I’m now 62, which makes me sort of entry-level in the world of Fern Hill—but already I know that both of these topics are very real… and—theatrically speaking, at least—under-explored. It’s brave of Tucker to make them front and center.

Alas, having put them out there, he does very little with either theme. Early on, one of the younger characters, Billy, waxes ecstatic about cooking the perfect clam sauce. As he describes each ingredient,  he seems to savor it with almost orgasmic bliss. It’s a long-ish monologue, delivered with winning charm by actor Tom McGowan—but it feels like an applause-courting set piece, rather than actual conversation. And it sets the tone for Fern Hill.

Time and again, Tucker leads us to big questions, but stops short of anything truly painful or disruptive.
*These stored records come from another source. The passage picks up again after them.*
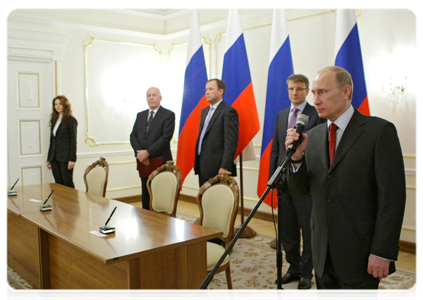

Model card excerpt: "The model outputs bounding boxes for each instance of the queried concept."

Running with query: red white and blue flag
[176,9,209,184]
[335,8,370,115]
[257,8,294,209]
[222,8,260,157]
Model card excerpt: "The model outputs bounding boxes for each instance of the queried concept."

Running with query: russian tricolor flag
[257,8,294,209]
[335,8,370,115]
[222,8,260,157]
[176,9,209,184]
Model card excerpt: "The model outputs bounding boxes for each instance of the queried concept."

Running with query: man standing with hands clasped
[194,79,239,187]
[285,67,406,300]
[269,74,324,292]
[130,87,175,210]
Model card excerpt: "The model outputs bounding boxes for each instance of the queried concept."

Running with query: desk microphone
[99,206,117,234]
[40,190,54,211]
[7,178,19,196]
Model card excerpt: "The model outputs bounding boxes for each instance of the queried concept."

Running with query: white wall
[5,9,420,243]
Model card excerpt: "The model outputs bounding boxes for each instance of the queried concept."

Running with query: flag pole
[234,152,257,238]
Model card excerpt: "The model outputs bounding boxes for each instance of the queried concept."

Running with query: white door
[5,58,55,186]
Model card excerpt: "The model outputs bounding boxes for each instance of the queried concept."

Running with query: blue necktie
[288,107,299,128]
[198,106,214,155]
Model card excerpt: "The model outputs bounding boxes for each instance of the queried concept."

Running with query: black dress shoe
[275,273,300,284]
[298,277,311,292]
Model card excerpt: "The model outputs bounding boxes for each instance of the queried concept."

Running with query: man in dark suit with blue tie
[194,79,239,187]
[269,74,322,292]
[130,87,175,209]
[285,67,406,300]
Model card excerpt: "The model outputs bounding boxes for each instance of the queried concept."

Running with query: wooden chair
[147,160,181,217]
[197,172,239,300]
[84,157,109,197]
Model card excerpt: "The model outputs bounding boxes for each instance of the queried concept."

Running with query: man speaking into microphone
[269,74,324,292]
[285,67,406,300]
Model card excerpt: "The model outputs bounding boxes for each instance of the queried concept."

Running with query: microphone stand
[194,135,303,300]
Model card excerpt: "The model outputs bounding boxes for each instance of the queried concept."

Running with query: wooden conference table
[5,183,221,300]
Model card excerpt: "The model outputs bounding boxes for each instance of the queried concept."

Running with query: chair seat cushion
[207,242,229,272]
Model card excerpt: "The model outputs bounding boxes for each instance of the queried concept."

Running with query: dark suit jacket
[269,103,326,179]
[194,101,239,182]
[47,116,78,162]
[130,106,175,173]
[288,110,406,283]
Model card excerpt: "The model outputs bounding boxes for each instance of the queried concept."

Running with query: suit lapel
[314,123,329,171]
[144,107,164,137]
[278,107,290,131]
[204,101,224,136]
[200,105,210,133]
[329,110,365,172]
[139,109,149,132]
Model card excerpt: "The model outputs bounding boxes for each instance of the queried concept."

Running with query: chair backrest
[147,160,181,217]
[84,157,109,197]
[197,172,239,246]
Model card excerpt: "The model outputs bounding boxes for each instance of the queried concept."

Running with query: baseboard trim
[116,194,420,255]
[114,195,141,203]
[400,241,420,255]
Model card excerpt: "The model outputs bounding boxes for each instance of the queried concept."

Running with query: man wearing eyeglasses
[269,74,325,292]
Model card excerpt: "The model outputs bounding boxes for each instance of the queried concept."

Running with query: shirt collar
[210,99,223,109]
[148,105,161,115]
[289,100,307,112]
[327,105,354,131]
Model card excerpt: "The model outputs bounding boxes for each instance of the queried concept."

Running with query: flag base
[234,226,257,239]
[269,239,284,250]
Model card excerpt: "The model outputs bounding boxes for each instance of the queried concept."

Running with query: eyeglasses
[287,88,308,93]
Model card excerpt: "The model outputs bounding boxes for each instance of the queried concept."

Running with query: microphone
[287,114,308,154]
[7,178,19,196]
[99,206,117,234]
[40,190,54,211]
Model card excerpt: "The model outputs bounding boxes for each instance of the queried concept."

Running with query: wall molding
[5,28,67,61]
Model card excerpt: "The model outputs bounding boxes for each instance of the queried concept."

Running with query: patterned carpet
[5,213,420,300]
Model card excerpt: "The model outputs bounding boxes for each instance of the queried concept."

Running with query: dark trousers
[141,177,150,210]
[278,188,313,279]
[316,249,380,300]
[50,159,75,188]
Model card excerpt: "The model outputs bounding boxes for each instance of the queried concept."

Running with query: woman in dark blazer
[47,96,78,188]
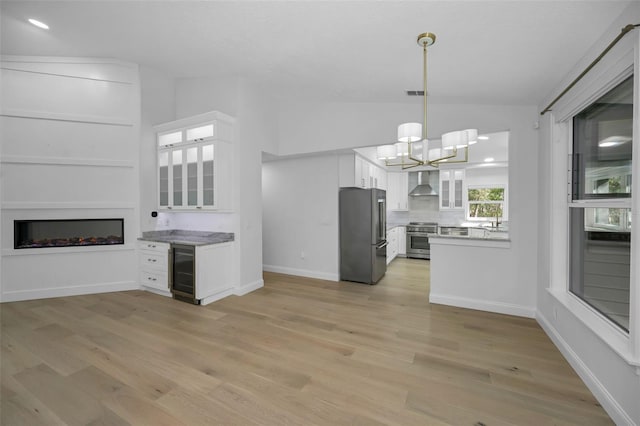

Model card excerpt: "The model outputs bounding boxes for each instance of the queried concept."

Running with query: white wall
[537,2,640,424]
[0,57,140,301]
[262,154,339,281]
[429,238,536,318]
[265,103,538,309]
[140,67,176,232]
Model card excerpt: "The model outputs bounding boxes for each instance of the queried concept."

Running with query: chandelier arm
[428,147,458,167]
[433,146,469,164]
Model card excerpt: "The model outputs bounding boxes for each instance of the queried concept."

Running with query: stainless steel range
[407,222,438,259]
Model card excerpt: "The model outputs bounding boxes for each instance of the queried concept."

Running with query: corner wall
[165,78,276,294]
[262,154,339,281]
[0,56,140,301]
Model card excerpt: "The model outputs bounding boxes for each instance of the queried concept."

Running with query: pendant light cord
[422,43,427,141]
[540,24,640,115]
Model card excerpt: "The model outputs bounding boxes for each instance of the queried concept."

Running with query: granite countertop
[387,223,408,231]
[138,229,235,246]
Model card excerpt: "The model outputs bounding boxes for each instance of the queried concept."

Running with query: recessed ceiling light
[29,18,49,30]
[598,136,631,148]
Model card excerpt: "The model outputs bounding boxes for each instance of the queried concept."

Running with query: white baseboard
[536,312,637,426]
[2,281,140,303]
[429,293,536,318]
[200,289,235,306]
[140,286,173,297]
[233,280,264,296]
[262,265,340,281]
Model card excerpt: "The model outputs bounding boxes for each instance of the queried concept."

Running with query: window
[467,186,505,220]
[569,76,633,332]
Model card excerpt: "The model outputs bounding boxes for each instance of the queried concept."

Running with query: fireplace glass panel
[14,219,124,249]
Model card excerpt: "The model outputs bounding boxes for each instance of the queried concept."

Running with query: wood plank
[0,258,612,426]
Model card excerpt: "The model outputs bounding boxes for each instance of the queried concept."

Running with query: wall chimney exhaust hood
[409,171,440,197]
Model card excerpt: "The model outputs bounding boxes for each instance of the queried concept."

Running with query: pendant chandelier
[376,33,478,169]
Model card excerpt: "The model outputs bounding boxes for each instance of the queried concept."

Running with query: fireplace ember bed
[13,218,124,249]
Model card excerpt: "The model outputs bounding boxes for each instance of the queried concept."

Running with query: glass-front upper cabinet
[440,169,464,210]
[156,112,234,211]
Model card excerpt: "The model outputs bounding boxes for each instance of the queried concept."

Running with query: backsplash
[387,197,465,225]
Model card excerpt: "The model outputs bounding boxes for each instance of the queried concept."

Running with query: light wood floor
[0,259,612,426]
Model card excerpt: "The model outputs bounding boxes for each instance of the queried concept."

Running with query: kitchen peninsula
[429,228,535,318]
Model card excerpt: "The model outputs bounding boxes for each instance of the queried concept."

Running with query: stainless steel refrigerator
[339,188,388,284]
The members of the group are, to a person, energetic, attractive, and successful. Even the eldest of them, Vincent (played busily by John Glover)—82 and recovering from a hip replacement—endures his suffering with raucous humor (and also sports a gloriously full head of hair). Any reservations about how these people will fare financially are settled in a few sentences; the easy, unquestioning affluence of Fern Hill is stamped on every scene.

New Jersey Repertory Company’s production, directed by Nadia Tass, boasts a glossy cast of familiar actors—in addition to McGowan and Glover, they include Jill Eikenberry, Dee Hoty, Jodi Long, and David Rasche. All display a canny level of professionalism and aplomb in trying to make flesh and blood of these underwritten parts, but only Rasche, in a beautifully calibrated, quiet performance, provides a real sense of dimensionality.
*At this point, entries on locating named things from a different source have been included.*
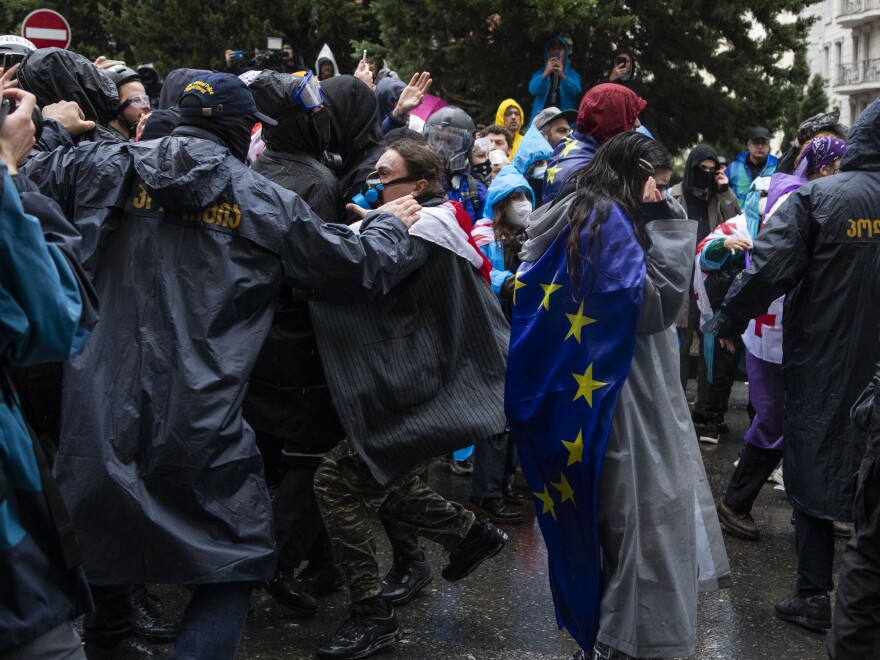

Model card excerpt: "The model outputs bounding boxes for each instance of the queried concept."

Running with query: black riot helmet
[424,105,477,173]
[104,64,141,89]
[0,34,37,70]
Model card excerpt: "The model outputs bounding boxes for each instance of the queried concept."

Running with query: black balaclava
[681,144,718,201]
[250,71,330,158]
[174,115,255,163]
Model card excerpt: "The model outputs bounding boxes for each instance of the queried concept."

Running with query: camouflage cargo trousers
[315,439,474,603]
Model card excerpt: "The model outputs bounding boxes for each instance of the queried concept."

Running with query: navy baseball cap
[179,73,278,126]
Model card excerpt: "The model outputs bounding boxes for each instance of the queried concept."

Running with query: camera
[0,97,43,140]
[251,37,286,73]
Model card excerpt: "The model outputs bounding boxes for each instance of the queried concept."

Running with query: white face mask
[507,199,532,227]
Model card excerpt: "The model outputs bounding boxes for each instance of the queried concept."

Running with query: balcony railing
[834,59,880,85]
[838,0,880,16]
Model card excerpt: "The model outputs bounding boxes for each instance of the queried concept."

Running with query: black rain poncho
[709,101,880,520]
[24,136,409,585]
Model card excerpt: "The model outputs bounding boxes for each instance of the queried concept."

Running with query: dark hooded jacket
[23,134,409,585]
[18,48,126,151]
[244,71,344,454]
[669,144,739,244]
[709,101,880,520]
[321,76,383,221]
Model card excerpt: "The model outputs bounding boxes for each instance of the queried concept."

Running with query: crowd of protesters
[0,28,880,660]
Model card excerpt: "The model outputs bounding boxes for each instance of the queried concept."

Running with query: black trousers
[83,585,134,648]
[694,333,745,424]
[827,397,880,660]
[724,443,782,513]
[794,509,834,596]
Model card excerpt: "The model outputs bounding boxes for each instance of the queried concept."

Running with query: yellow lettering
[229,204,241,229]
[132,185,148,209]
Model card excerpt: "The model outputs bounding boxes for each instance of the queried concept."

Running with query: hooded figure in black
[250,71,340,222]
[321,76,383,222]
[707,100,880,629]
[18,48,125,151]
[669,144,739,422]
[244,71,345,615]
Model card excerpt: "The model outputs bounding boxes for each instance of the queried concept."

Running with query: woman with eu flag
[505,132,730,660]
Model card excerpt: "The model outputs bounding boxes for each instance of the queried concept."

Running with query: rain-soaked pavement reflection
[156,383,843,660]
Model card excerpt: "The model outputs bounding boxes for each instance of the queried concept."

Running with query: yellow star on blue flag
[505,200,645,649]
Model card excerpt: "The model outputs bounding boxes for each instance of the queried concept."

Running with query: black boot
[296,561,345,596]
[724,443,782,514]
[318,596,403,658]
[776,593,831,632]
[85,636,170,660]
[443,518,507,582]
[263,571,318,617]
[382,553,434,607]
[132,591,177,644]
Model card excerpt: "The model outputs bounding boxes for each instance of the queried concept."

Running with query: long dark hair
[567,131,672,282]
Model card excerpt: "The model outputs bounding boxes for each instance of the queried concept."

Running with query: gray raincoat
[25,137,410,585]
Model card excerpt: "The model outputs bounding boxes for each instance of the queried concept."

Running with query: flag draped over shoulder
[505,206,645,650]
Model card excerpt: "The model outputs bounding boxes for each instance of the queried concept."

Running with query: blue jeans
[171,582,254,660]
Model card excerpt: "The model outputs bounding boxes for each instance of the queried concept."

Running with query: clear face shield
[292,71,324,110]
[424,124,474,172]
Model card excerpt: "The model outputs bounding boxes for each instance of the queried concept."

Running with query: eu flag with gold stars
[505,205,645,652]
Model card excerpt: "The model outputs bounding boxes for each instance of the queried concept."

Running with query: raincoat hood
[159,69,211,110]
[502,126,553,176]
[315,44,339,76]
[495,99,526,133]
[250,70,330,158]
[483,165,535,220]
[321,76,382,176]
[18,48,119,125]
[577,83,647,142]
[840,99,880,172]
[376,78,406,121]
[126,137,232,211]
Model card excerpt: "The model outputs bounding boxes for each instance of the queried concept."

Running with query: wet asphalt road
[156,383,843,660]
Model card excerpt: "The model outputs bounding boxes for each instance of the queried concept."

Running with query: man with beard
[25,73,419,660]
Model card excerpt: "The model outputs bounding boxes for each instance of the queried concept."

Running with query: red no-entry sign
[21,9,70,48]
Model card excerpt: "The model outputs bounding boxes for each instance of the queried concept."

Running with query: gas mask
[507,199,532,229]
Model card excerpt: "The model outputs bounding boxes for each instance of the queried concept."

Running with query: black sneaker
[296,561,345,596]
[263,571,318,617]
[318,596,403,658]
[776,594,831,632]
[132,593,177,644]
[442,518,507,582]
[449,458,474,477]
[464,497,522,525]
[697,422,721,445]
[382,560,434,607]
[85,636,171,660]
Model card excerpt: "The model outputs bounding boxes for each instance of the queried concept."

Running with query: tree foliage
[0,0,812,155]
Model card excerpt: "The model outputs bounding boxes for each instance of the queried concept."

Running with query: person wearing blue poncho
[505,132,729,659]
[529,34,581,123]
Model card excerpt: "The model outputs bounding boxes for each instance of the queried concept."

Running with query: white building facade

Attending the show’s opening, it was striking how similar its characters are to the demographics of the show’s audience. Surely Tucker knows that regional and community theaters throughout the U. S. are themselves very much the world of people in their 60s and beyond. I can imagine Fern Hill getting multiple productions around the country.

If only there were more to the play—if Tucker, having opened the door, had actually walked through it to darker and more interesting places.